I have concerns about the fact that there's no algorithm as far as how fibroids are treated, and it is somewhat random, and define in inspiration by nature. And to reflect what Dr. Spies said in his presentation, that at least the efficacy of uterine artery embolization seems to be dependent upon the ability to completely treat the myoma.

In this case, it's been presented to us that, in fact, this is only partial treatment. And if we go with that logic then, in fact, we should have sub-optimal treatment.

DR. D'AGOSTINO: I'm unconvinced by the efficacy data. It's a composite score. I really don't know what's driving it, and I'm very concerned also about the 12 month data. And it wasn't 70 percent, it's only 40 percent. It didn't make the anticipated 50 percent that they were looking for, over 50 percent having a better than 10 point change, so I think the efficacy data is very problematic. The safety data looks all right.

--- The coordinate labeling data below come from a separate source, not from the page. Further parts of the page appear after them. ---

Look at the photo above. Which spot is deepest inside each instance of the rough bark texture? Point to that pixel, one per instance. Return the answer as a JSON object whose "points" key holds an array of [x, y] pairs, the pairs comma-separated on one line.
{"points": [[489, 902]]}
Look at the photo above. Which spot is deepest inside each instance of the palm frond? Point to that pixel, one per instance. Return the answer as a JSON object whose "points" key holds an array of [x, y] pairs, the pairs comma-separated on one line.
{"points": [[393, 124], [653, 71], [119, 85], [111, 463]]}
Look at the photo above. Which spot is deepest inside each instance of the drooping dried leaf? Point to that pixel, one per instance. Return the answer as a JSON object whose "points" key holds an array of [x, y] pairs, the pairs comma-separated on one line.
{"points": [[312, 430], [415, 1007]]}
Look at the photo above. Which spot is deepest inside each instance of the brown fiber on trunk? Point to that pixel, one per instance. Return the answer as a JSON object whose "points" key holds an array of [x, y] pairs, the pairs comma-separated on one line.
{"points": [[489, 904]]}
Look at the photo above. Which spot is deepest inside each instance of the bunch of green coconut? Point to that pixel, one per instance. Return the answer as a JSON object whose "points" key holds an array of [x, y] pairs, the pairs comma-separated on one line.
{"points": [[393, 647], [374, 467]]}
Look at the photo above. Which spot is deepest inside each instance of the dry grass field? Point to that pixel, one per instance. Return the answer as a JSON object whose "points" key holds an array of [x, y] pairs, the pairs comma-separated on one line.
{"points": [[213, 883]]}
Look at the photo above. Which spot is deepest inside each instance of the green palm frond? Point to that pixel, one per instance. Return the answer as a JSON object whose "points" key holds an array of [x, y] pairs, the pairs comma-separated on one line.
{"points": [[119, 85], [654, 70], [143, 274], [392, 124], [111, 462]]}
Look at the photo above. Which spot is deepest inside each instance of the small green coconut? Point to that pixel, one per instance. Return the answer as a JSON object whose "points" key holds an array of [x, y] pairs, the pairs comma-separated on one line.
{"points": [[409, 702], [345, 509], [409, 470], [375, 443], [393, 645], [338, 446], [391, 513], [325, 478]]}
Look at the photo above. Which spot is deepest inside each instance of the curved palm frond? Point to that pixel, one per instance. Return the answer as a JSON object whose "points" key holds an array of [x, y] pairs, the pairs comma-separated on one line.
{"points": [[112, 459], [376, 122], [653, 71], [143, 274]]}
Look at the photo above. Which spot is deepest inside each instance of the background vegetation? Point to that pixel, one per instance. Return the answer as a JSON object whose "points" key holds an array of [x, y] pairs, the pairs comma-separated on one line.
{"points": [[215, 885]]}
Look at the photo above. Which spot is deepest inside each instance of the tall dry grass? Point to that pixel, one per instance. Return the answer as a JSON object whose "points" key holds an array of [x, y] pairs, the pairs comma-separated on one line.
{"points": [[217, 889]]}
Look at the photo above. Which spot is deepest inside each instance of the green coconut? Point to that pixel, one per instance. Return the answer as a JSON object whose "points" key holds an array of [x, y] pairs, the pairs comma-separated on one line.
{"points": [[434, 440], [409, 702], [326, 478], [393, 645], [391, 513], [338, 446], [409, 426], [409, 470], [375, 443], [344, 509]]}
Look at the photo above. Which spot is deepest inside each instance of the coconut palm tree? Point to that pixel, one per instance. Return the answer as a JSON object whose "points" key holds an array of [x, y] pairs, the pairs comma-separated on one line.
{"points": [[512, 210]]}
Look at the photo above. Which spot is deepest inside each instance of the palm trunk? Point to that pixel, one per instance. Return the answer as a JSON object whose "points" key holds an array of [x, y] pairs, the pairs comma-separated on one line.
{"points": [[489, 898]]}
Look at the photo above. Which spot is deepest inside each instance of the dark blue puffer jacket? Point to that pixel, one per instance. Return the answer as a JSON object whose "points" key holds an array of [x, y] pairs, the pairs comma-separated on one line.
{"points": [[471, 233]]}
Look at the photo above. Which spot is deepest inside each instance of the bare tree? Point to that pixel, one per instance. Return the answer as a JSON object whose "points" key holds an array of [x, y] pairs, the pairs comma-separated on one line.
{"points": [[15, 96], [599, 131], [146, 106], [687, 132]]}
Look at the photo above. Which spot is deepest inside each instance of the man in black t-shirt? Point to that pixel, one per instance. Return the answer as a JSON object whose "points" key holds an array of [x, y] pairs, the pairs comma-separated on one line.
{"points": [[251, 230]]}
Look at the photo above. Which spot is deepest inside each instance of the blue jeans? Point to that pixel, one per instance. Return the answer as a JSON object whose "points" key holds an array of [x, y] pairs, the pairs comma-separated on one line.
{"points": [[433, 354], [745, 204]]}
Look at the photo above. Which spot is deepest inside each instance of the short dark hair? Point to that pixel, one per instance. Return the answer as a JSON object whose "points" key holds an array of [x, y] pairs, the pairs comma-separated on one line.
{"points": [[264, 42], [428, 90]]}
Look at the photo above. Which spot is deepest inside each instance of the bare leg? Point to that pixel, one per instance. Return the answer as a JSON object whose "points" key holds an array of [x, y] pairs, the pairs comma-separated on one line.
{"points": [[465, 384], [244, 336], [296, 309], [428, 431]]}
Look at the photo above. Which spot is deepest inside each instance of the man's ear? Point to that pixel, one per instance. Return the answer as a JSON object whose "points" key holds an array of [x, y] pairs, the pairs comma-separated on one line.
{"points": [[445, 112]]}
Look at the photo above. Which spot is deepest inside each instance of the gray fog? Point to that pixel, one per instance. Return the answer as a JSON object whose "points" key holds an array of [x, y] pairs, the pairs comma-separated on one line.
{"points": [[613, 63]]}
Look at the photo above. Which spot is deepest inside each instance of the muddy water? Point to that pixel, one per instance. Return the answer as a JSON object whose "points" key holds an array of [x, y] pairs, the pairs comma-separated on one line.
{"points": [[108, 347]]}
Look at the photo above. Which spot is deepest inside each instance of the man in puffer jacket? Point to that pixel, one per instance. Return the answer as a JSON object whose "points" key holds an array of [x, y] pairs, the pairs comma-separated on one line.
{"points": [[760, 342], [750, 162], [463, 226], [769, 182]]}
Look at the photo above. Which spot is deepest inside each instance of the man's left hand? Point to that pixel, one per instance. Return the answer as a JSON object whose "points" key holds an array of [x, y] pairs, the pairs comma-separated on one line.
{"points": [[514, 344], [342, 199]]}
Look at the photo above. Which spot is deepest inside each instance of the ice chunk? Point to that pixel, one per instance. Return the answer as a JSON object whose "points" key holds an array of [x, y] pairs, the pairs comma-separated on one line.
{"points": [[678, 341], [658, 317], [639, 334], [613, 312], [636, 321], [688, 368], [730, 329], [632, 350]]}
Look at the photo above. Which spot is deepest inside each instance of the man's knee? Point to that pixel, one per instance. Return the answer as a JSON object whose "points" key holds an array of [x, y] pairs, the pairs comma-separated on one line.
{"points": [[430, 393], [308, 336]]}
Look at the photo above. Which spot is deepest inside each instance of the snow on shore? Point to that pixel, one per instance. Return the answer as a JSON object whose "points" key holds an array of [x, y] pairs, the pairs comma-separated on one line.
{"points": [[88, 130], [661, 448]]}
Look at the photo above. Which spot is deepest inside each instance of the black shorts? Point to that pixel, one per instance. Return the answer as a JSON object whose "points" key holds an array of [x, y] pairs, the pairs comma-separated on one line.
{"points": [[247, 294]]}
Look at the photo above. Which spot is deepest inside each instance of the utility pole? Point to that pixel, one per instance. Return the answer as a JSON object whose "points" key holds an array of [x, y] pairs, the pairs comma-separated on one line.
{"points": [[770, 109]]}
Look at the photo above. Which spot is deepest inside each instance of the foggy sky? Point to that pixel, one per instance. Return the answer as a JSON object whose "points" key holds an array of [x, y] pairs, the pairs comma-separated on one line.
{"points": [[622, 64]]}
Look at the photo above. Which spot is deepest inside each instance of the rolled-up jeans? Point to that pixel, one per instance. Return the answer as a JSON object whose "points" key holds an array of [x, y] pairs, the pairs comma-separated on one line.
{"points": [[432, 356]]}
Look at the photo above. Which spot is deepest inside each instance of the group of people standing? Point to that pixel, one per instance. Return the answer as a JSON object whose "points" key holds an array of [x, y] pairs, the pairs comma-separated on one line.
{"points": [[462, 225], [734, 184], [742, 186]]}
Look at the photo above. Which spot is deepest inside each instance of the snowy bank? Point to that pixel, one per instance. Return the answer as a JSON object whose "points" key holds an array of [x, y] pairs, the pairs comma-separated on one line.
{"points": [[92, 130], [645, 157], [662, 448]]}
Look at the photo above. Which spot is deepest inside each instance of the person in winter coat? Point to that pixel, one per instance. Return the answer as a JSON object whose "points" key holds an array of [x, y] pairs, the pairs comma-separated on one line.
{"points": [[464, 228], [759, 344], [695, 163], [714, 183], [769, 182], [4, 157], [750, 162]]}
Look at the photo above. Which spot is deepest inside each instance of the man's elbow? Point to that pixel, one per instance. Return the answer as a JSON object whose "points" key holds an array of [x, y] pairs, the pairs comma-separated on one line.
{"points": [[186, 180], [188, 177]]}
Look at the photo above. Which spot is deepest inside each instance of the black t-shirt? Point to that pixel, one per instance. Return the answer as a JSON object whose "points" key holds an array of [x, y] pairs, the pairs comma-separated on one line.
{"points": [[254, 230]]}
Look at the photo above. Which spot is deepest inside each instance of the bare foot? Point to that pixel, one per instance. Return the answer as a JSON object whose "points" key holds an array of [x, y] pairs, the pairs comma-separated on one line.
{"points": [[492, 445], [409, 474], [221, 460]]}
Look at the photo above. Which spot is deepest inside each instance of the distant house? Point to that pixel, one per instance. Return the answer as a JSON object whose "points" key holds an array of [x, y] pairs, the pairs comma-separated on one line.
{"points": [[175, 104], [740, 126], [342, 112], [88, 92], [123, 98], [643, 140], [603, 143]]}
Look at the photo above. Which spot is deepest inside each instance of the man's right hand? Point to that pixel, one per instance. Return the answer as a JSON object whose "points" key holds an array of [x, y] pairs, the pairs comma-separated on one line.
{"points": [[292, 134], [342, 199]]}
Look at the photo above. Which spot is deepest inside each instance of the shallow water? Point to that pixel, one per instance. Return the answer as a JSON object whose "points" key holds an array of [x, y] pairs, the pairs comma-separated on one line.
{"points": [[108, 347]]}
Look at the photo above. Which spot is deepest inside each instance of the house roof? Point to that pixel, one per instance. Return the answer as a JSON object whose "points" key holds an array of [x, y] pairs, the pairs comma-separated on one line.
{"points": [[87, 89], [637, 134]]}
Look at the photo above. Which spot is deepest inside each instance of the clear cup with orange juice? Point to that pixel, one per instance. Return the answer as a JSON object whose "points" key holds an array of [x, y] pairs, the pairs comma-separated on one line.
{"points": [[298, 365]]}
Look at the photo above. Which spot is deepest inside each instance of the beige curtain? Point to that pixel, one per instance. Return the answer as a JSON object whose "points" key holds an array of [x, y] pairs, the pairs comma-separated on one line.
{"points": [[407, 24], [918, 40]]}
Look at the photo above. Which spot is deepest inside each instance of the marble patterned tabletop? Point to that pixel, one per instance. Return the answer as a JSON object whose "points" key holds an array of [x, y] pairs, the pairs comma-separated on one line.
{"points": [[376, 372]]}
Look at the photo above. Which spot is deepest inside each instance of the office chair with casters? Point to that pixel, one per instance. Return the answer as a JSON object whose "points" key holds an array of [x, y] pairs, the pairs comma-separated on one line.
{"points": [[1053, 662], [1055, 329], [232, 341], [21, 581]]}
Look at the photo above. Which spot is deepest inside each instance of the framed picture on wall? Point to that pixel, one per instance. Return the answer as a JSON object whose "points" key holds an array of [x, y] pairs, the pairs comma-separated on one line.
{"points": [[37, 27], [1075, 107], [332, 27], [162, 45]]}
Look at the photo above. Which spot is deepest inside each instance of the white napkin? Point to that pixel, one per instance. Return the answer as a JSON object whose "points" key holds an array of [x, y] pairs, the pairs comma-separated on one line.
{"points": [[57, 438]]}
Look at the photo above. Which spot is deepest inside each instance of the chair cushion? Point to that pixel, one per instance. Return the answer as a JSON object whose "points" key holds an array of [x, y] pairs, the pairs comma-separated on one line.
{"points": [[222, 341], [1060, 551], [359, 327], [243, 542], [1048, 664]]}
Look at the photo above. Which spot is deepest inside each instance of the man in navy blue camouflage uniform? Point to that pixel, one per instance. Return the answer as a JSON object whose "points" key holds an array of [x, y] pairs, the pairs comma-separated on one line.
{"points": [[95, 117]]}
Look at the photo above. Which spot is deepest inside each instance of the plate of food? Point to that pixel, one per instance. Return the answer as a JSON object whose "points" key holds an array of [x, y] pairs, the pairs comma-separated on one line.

DR. SOLOMON: I'd like to commend the company for what's really an incredible engineering feat that's taken many, many years to accomplish. The complexity in the MRI and the focused ultrasound brought together to do a completely non-invasive therapy is really amazing. But that complexity emphasizes the point that training is really going to be critical from a safety point of view, and that's the area that I really recommend that they work and emphasize with all the people being involved. Otherwise, there could be some serious complications, so congratulations.

DR. WEEKS: I was convinced about safety. I struggled quite a bit with the efficacy question, and how to sort of juxtapose my concerns against some of the constraints that the sponsor was under. Ultimately, I think the number of motions to improve the patient brochure and training, and physician instructions swayed me to vote yes.

SPEAKER: I commend the company for giving women another choice for a problem that has troubled them for a long time. I think you have met the burden of proof as far as safety and efficacy. I think you discussed probably at more length the study design issues, but I don't think that should separate what really happened as far as the safety and efficacy. There were study design issues, so be it.

I think you have done a good job, vis a vis the FDA of balancing two very critical functions; and that is the patient's safety and do no harm, as well as the innovation that we are continually asked to look at, so I think we met that burden.

I remain concerned about the training, and I think it should be beefed up as far as what has been discussed today here with the physicians, both radiology and gynecology, as well as the other discipline of nursing. Nursing would be the watchdog in that room, since there is no machine that will shut off the heat source. It will be the communication pattern, and with that in mind, that is the classic role for the nurse. So please make sure that that is adequately included in all your materials.

MS. MOONEY: I have no additional comments.

DR. NOLLER: Well, Panel, our work is done for the day. I want to commend you on doing your reading ahead of time, and dealing very fairly with a complex issue, and we're now adjourned. Oh, please leave all your materials on the table, and they'll be picked up and destroyed.

(Whereupon, the proceedings in the above-entitled matter went off the record at 4:45 p.m.)